The CrowdStrike incident is believed to have started at 11pm BST on 18 July, with a fix not being announced until over 12 hours later at midday 19 July. Considering that many organisations affected operated in critical sectors, such as the emergency services in Alaska, the United States, 12 hours is likely far longer than these organisations’ RTO and even possibly its MTO. What those exiting targets may have failed to account for, however, was a situation where there was very little the organisation could do; being almost unable to make partial fixtures or build efficient workarounds to resolve the situation.

This situation may result in an erosion of the trust placed in collaborative security and risk: is there any point to a problem shared if it only results in a potential problem doubled? This then leads back to the original reasoning underpinning collaborating on managing risk. Specifically, organisations do not necessarily want to take on such risk and thus it is beneficial to outsource it to a specialist third-party which can dedicate its time and resourced to the task. The more likely outcome is not that the levels to which organisations utilise third parties will decrease, but rather the level to which trust, and importance of transparency change within the agreement. This may become a rethinking of the analyses needed such that they consider risks out of the organisation’s control. Whilst this has long been an important part of risk management, the CrowdStrike outage served to demonstrate how significant these external risks can be to an organisation.

Conclusions

Overall, both businesses and cyber criminals have taken a unique perspective on the CrowdStrike attack. As explored within this report, both threat actors and businesses reacted quickly to the news of the outage, aiming to maximise the situation for their own goals. For threat actors, this mainly manifested as an opportunity to conduct crime, either benefitting directly from the event via phishing and social engineering attacks; as well as through attempted compound attacks. It is also noteworthy that a significant number of cybercriminals mocked the event. Whilst one might expect cybercriminals to seek every opportunity to conduct crime, many showed morbid curiosities and humour in response. This reaffirms that while threat actors and cybercriminals are commonly observed by how malicious their actions are; behind them are a collective of real individuals, and when analysed as such, it can give a better understanding of their motivations and acts. 

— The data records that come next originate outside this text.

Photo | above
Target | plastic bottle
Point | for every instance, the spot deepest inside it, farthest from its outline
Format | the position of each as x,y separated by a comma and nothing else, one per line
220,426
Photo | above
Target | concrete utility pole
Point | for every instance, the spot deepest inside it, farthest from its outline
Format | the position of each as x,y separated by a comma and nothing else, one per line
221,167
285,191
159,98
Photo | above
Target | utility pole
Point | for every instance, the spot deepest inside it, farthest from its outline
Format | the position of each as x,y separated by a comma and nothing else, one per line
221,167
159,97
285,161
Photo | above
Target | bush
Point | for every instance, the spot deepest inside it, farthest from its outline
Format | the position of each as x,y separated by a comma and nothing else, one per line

This incident required businesses to quickly develop new strategies and work arounds such that they can continue during a comprehensive IT outage. Most interesting is the significance of the wider effects on risk management and risk sharing. As discussed above, many may have originally seen the sharing of risk as a transactional operation, money for a risk handled. Since dealing with this worldwide outage first-hand, many organisations now have experienced how this can be much more of a two-way deal. The specific challenge highlighted within this scenario is the management of risk where control is not necessarily controlled by an organisation. This is something that is beginning to be explored much more widely in vulnerabilities through concepts such as supply-chain risks, understanding the risks that third parties bring when built into one. This event has highlighted how a similar model can be used to analyse risk sharing. Like the traditional supply-chain, an organisation may look to manage this chain, as the level of control to which the organisation has over specific situations is vital. By analysing the potential impact against MTO and RTO, a better understanding of true exposure within the risk models can be built.

As the impact from the CrowdStrike outage settles, both businesses and cybercriminals will look to learn from this event so that their processes can be more efficient. Whether this is to more effectively harness this kind of event for malicious gain, or to ensure that a business has better redundancy plans, the CrowdStrike outage will no doubt have a lasting impact on both cyber in business and in crime.